03.11.2009, 17:01
Im Anschluß an die Erwähnung von Burg und seinen in meinen Augen durchaus interessanten Überlegungen hier noch ein Aufsatz aus der NYT, der tendenziell in eine ähnliche Richtung geht und die israelische Antipathien Obama gegenüber der entschlossenen Haltung Obamas im Israel-Palästina-Koflikt attributiert.
Quelle:
http://www.nytimes.com/2009/11/02/opinio...egman.html
Und nur als Info, wer der Schreiber dieser Zeilen ist:
Zitat:Israelis and Obama
Polls indicate that President Obama enjoys the support of only 6 to 10 percent of the Israeli public — perhaps his lowest popularity in any country in the world.
According to media reports, the president’s advisers are searching for ways of reassuring Israel’s public of President Obama’s friendship and unqualified commitment to Israel’s security.

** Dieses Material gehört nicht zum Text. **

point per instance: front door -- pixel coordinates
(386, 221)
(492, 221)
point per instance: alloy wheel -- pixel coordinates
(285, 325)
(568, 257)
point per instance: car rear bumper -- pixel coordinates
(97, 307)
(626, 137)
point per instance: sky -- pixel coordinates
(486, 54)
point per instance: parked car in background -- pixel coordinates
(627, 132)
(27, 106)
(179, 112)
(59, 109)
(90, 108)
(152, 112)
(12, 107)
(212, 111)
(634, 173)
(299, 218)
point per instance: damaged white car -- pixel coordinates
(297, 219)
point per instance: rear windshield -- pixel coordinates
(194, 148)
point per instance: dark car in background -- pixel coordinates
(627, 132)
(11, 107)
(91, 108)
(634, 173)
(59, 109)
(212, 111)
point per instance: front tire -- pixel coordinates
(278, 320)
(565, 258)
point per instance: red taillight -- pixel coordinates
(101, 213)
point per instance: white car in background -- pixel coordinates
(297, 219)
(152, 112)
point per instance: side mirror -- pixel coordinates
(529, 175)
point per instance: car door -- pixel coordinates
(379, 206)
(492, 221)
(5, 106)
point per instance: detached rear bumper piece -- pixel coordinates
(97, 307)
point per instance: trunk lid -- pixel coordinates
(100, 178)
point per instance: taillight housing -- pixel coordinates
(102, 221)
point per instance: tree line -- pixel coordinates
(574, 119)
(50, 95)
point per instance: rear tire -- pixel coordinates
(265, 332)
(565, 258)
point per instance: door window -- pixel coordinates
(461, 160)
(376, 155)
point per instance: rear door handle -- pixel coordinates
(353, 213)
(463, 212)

That friendship and commitment are real, President Obama’s poll numbers in Israel notwithstanding. Secretary of State Hillary Rodham Clinton sought to reinforce that message during her visit to Israel. The presidential envoy George Mitchell has reportedly been asked to make similar efforts during his far more frequent visits to Jerusalem.
...
Israelis do not oppose President Obama’s peace efforts because they dislike him; they dislike him because of his peace efforts. He will regain their affection only when he abandons these efforts.
That is how Israel’s government and people respond to any outside pressure for a peace agreement that demands Israel’s conformity to international law and to U.N. resolutions that call for a return to the 1967 pre-conflict borders and reject unilateral changes in that border.
Like Israel’s government, Israel’s public never tires of proclaiming to pollsters its aspiration for peace and its support of a two-state solution. What the polls do not report is that this support depends on Israel defining the terms of that peace, its territorial dimensions, and the constraints to be placed on the sovereignty of a Palestinian state
...
The Israeli reaction to serious peacemaking efforts is nothing less than pathological — the consequence of an inability to adjust to the Jewish people’s reentry into history with a state of their own following 2,000 years of powerlessness and victimhood.
Quelle:
http://www.nytimes.com/2009/11/02/opinio...egman.html
Und nur als Info, wer der Schreiber dieser Zeilen ist:
Zitat:Henry Siegman, a former national director of the American Jewish Congress, is director of the U.S./Middle East Project.